(The last) follow up question: Adjusting values in a table based on another table, Splitting multiple values among multiple values
I have these tables in R:
myt_with_counts <- data.frame(
name = c("a", "a", "a", "b", "b", "c", "c", "c", "d", "e", "e"),
var1 = c(120, 80, 100, 20, 30, 15, 25, 35, 40, 50, 60),
var2 = c(90, 60, 70, 25, 35, 20, 30, 40, 45, 55, 65),
count = c(10, 5, 15, 8, 12, 6, 9, 3, 7, 11, 4)
)
rel_table <- data.frame(
name = c("a", "b", "c"),
proportion = c(0.5, 0.4, 0.1)
)
My Question: I want to redistribute var1 and var2 values from group "a" to other groups based on specified proportions (50% stays, 40% to "b", 10% to "C"), where the amount removed from each "a" row and added to each receiving row is weighted by a count variable.
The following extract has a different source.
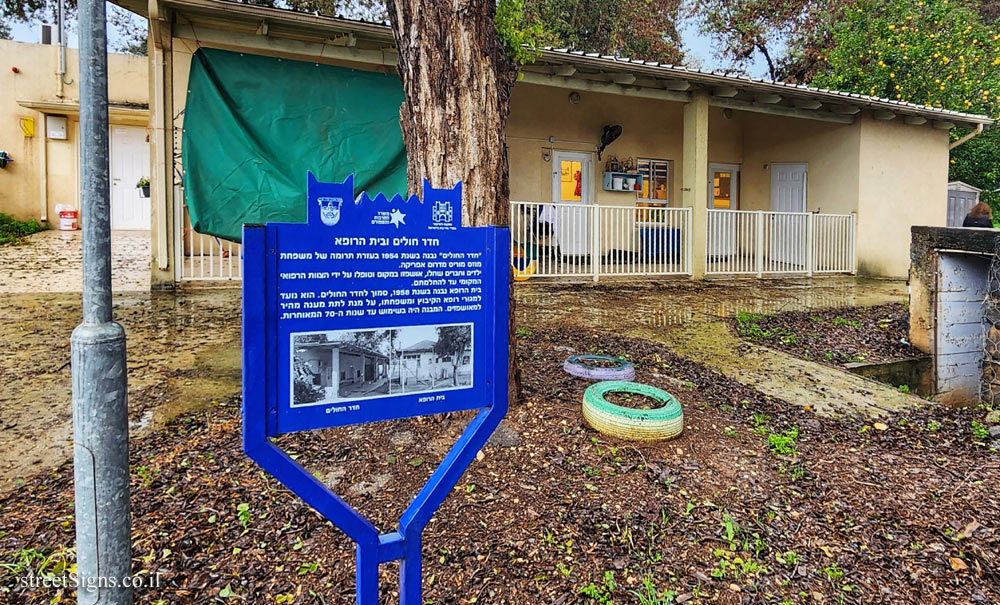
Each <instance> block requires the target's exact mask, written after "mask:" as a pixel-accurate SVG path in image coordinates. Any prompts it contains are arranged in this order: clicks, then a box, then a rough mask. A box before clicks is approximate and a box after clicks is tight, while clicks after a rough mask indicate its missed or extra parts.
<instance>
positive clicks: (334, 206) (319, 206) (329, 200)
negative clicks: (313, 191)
mask: <svg viewBox="0 0 1000 605" xmlns="http://www.w3.org/2000/svg"><path fill="white" fill-rule="evenodd" d="M316 203H317V204H319V216H320V220H322V221H323V224H324V225H326V226H327V227H333V226H334V225H336V224H337V223H339V222H340V207H341V206H343V205H344V200H343V198H339V197H321V198H317V199H316Z"/></svg>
The total sum of each value column remains unchanged after redistribution.
I really struggled to do this:
redistribute <- function(x, val.cols, name.col, count.col, prop, from) {
val.col <- match(val.cols, names(x))
x.names <- x[[name.col]]
prop.names <- prop[[1]]
rows <- match(prop.names, x.names)
from_totals <- colSums(x[x.names == from, val.col, drop=FALSE])
from_counts <- x[x.names == from, count.col]
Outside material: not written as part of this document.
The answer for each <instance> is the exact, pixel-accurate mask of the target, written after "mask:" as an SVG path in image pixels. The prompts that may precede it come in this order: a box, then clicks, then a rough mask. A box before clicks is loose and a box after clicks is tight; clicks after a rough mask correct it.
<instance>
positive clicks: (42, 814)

total_from_counts <- sum(from_counts)
for(i in seq_along(prop.names)) {
group_name <- prop.names[i]
group_prop <- prop[[2]][i]
group_rows <- x.names == group_name
if(group_name == from) {
proportion_to_remove <- 1 - group_prop
amount_to_remove <- from_totals * proportion_to_remove
for(j in seq_along(val.col)) {
removal_per_count <- amount_to_remove[j] / total_from_counts
x[group_rows, val.col[j]] <- x[group_rows, val.col[j]] - from_counts * removal_per_count
}
} else {
group_counts <- x[group_rows, count.col]
total_group_counts <- sum(group_counts)
amount_to_add <- from_totals * group_prop
for(j in seq_along(val.col)) {
addition_per_count <- amount_to_add[j] / total_group_counts
x[group_rows, val.col[j]] <- x[group_rows, val.col[j]] + group_counts * addition_per_count
}
}
}
x
}
result <- redistribute(myt_with_counts, val.cols=c("var1", "var2"), name.col="name", count.col="count", prop=rel_table, from="a")
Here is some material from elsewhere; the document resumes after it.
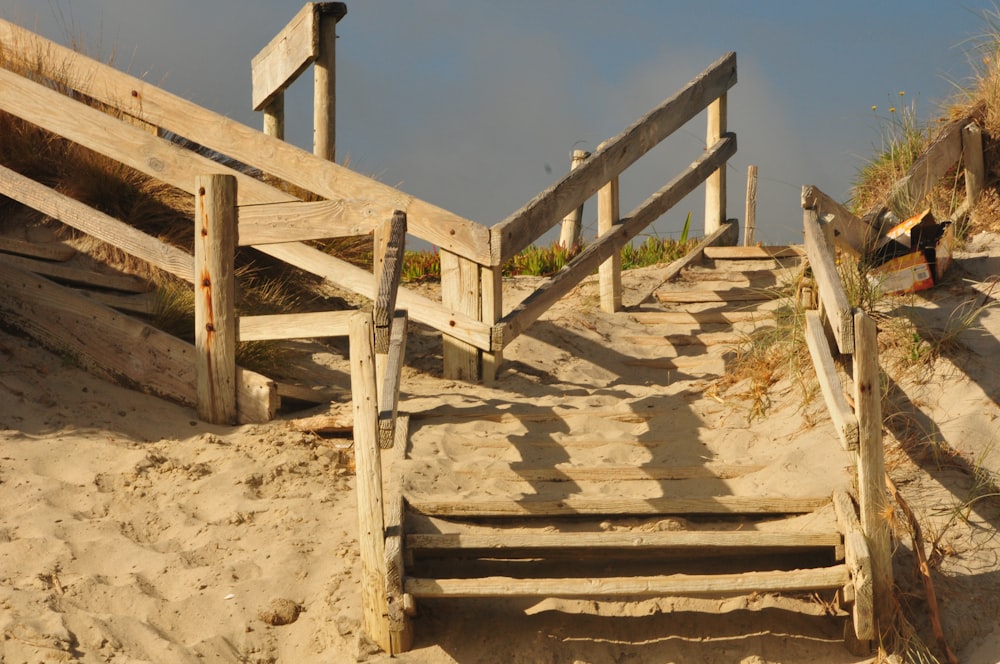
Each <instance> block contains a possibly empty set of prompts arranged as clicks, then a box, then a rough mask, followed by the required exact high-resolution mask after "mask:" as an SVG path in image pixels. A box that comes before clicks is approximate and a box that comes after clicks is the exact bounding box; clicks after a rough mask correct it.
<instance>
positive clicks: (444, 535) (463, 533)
mask: <svg viewBox="0 0 1000 664" xmlns="http://www.w3.org/2000/svg"><path fill="white" fill-rule="evenodd" d="M839 545H840V533H827V532H768V531H689V532H682V531H677V532H653V533H647V532H631V533H630V532H601V533H584V532H574V533H539V532H531V533H510V532H505V533H502V534H465V533H462V534H458V533H449V534H422V535H421V534H418V535H407V536H406V546H407V548H408V549H414V550H416V549H420V550H425V551H430V550H435V551H441V550H469V549H527V550H530V549H704V548H710V547H711V548H739V549H759V548H767V549H775V548H820V547H836V546H839Z"/></svg>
Again, same concept as the previous question. Only here, instead of dividing by number of rows, we multiply by current count divided by total count.
library(dplyr)
library(rlang)
distribute_fn_weighted <- \(dat, idCol, fromRow, toRows,
colVars, props, countCol) {
all_targets <- c(fromRow, toRows)
prop_vec <- setNames(props, all_targets)
source_totals <- dat %>%
filter({{ idCol }} == fromRow) %>%
summarise(across({{ colVars }}, sum)) %>%
as.list()
group_count_totals <- dat %>%
filter({{ idCol }} %in% all_targets) %>%
group_by({{ idCol }}) %>%
summarise(total_count = sum({{ countCol }}), .groups = "drop")
dat %>%
left_join(group_count_totals, by = as_label(enquo(idCol))) %>%
mutate(
across({{ colVars }}, ~ {
current_id <- {{ idCol }}
current_count <- {{ countCol }}
case_when(
current_id == fromRow ~
.x - (source_totals[[cur_column()]] *
(1 - prop_vec[as.character(fromRow)]) *
current_count / total_count),
current_id %in% toRows ~ .x +
(source_totals[[cur_column()]] *
prop_vec[as.character(current_id)] *
current_count / total_count),
TRUE ~ .x
)
})
) %>%
select(-total_count)
}
distribute_fn_weighted(
dat = myt_with_counts,
idCol = name,
fromRow = "a",
toRows = c("b", "c"),
colVars = c(var1, var2),
props = c(0.5, 0.4, 0.1),
countCol = count
)
#> name var1 var2 count
#> 1 a 70 53.33333 10
#> 2 a 55 41.66667 5
#> 3 a 25 15.00000 15
#> 4 b 68 60.20000 8
#> 5 b 102 87.80000 12
#> 6 c 25 27.33333 6
#> 7 c 40 41.00000 9
#> 8 c 40 43.66667 3
#> 9 d 40 45.00000 7
#> 10 e 50 55.00000 11
#> 11 e 60 65.00000 4
Created on 2025-07-25 with reprex v2.1.1